I was living in the beautiful Southern California town of Santa Barbara when I realized that prayer—that God—had transformed my life utterly, giving me a depth and pleasure of experience I had never known. I drove up into the hills one day, and with the forest and the city and the sea rolling by my windows, I asked God, “How can I thank you for what you’ve done for me? What could I possibly offer you in return?”

And as clearly as if he had spoken aloud, God answered, “Now, you should be baptized.”

I was stunned. Nothing could have been further from my mind. I was a man of the coasts and cities, at home among the snarks and cynics of postmodern times. I was a realist who believed in science and reason; a worldling who loved sex, violent movies, politics, and a good single malt scotch. I was—I am—proud of my Jewish heritage. I feared that becoming a Christian would estrange me from my past, my parents, my culture, and from reality itself.

I was not thinking about sin and redemption, not yet. I was not worried about heaven and hell. Having a personal relationship with Jesus was only a faint suggestion of a thought. No, all I wanted was to know the truth about the world, about this god who had done so much for me.

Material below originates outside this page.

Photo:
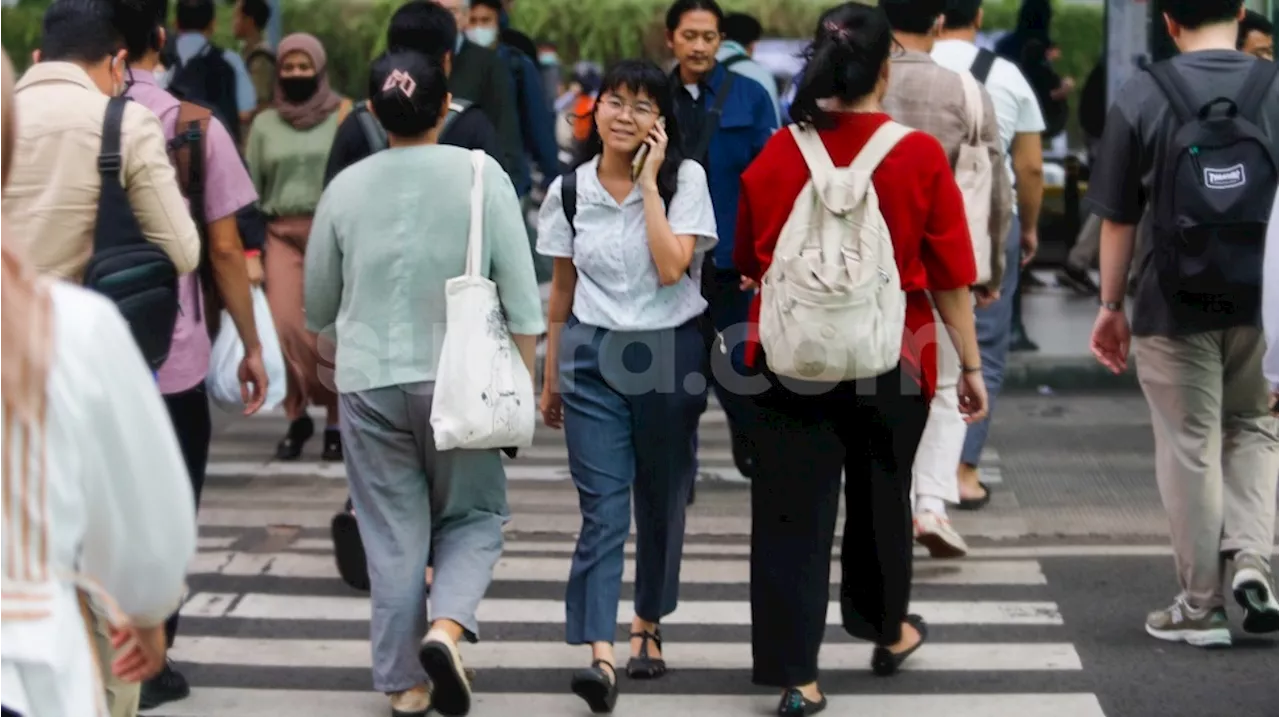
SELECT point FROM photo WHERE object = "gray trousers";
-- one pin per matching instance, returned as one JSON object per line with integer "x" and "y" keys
{"x": 1216, "y": 451}
{"x": 411, "y": 499}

Over the following months, I realized that the voice that had spoken into my heart knew me better than I knew myself. Whatever problems it would cause with my family and friends, whatever difficulties it would bring in my career, I knew I had to be baptized.

My bar mitzvah had been an empty ritual, devoid of God—and truth. But my baptism was the outward expression of a deep and authentic inner conviction.

The moment I rose from my knees by the baptismal font, I knew I had stepped through some invisible barrier between myself and a remarkable new journey. Within a week or so, my wife noticed it too: a new joy and easiness.

My soul had found its northern star. And that star still leads me on.

Andrew Klavan is the author of The Great Good Thing: A Secular Jew Comes to Faith in Christ (Thomas Nelson).